Liability could cut in several directions. Plaintiffs’ lawyers are already happily reminding Sony that it will have to come to grips with its errors. On Dec. 16 two former employees sued the company, claiming it did not sufficiently secure their personal information. Stuart Karle, a media lawyer in New York and former chief operating officer of Reuters News, identifies several potential legal hazards. Just last summer, Sony settled a consumer-privacy class action related to a PlayStation breach. In the movie studio episode, hackers grabbed detailed and identifiable health information for some Sony employees: names, diagnoses, insurance disputes, and the like. That Sony’s human resources department didn’t do a better job of disguising this data “seems troubling,” Karle says.
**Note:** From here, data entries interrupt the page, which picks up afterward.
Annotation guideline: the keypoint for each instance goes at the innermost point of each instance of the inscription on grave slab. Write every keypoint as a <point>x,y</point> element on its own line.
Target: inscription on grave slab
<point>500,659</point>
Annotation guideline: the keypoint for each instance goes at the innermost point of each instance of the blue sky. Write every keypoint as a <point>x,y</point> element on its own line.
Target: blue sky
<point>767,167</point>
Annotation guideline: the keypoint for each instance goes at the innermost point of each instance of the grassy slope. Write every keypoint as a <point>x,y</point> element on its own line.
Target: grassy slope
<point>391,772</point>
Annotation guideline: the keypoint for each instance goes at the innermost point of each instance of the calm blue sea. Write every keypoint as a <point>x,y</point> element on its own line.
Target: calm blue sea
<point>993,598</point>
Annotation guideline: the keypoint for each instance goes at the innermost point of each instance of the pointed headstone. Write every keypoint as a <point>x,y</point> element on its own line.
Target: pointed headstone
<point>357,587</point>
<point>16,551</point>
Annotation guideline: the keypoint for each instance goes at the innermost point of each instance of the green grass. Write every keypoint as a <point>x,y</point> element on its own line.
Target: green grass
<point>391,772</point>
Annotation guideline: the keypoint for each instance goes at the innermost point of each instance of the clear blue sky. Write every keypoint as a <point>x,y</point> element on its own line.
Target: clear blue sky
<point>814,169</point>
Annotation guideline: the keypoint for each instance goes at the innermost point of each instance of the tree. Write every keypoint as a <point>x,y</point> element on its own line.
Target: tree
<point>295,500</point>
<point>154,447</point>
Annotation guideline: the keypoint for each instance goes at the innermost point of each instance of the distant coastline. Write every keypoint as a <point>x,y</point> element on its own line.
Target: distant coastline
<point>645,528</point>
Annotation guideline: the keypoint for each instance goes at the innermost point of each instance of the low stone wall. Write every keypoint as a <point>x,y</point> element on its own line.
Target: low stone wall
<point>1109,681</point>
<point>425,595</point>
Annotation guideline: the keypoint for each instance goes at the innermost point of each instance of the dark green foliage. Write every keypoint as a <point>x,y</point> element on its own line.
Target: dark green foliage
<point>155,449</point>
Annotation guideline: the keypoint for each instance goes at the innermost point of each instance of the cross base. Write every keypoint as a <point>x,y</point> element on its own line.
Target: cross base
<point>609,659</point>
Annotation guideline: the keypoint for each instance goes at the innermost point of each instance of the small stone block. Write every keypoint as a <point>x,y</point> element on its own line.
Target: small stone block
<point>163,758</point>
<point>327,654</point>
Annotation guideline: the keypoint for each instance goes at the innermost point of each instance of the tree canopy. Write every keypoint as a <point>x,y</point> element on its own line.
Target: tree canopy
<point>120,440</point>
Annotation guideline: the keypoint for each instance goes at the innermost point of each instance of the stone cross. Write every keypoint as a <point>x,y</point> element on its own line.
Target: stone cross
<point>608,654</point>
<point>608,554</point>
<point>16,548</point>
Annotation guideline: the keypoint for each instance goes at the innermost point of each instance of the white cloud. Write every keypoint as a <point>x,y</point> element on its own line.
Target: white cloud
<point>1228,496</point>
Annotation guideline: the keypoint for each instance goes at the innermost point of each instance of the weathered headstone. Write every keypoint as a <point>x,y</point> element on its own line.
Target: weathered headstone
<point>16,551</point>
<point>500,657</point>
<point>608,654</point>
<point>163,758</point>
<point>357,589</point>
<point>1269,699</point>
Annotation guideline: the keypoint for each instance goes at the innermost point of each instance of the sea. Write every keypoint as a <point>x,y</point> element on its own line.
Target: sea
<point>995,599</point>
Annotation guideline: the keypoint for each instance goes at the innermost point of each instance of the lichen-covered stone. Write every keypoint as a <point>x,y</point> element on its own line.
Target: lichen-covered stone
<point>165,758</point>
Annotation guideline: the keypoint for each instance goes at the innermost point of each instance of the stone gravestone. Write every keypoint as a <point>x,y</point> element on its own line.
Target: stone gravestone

Lawyers organizing prospective shareholder class actions against Sony management have received a trove of documents about all manner of confidential business decisions: what executives knew about the company’s financial condition and when they knew it. Normally, plaintiffs’ attorneys would have to fight for years in pretrial discovery proceedings to get the information unearthed by Guardians of Peace.
Corporations view securities-fraud suits as legalized shakedowns. Some observers fear the Sony hack could be a prelude to a protection racket. On its blog, F-Secure, a Finnish consulting firm, speculates that the point of Sony’s public “execution” might have been “to warn other companies that may already be hacked that the extortionists aren’t bluffing.”
The simplest takeaway from the debacle pertains to e-mail hygiene. “Apart from the gossipy stuff, which won’t matter in the long run, a lot of the sensitive information that was hacked was in e-mail or attached to e-mail,” says Karle, who is now general counsel of the investment firm North Base Media. Employees, from the CEO on down, he says, have to undergo radical reeducation to restrict e-mail content to what wouldn’t be damaging if it were splashed around the Internet.
Sony apparently knew it was unwisely hoarding internal communications. According to the website Gizmodo, Leah Weil, the studio’s general counsel, said in one message: “While undoubtedly there will be e-mails that need to be retained and/or stored electronically in a system other than e-mail, many can be deleted, and I am informed by our IT colleagues that our current use of the e-mail system for virtually everything is not the best way to do this.”
The dangerous combination of awareness dulled by apathy goes far beyond Sony Pictures. In a speech in October 2012, then-Defense Secretary Leon Panetta predicted it would take a “cyber Pearl Harbor”—a power-grid collapse, poisoned municipal water supply, loss of lives—to make Americans appreciate computer vulnerability. The U.S. isn’t there yet, but Sony moves it closer.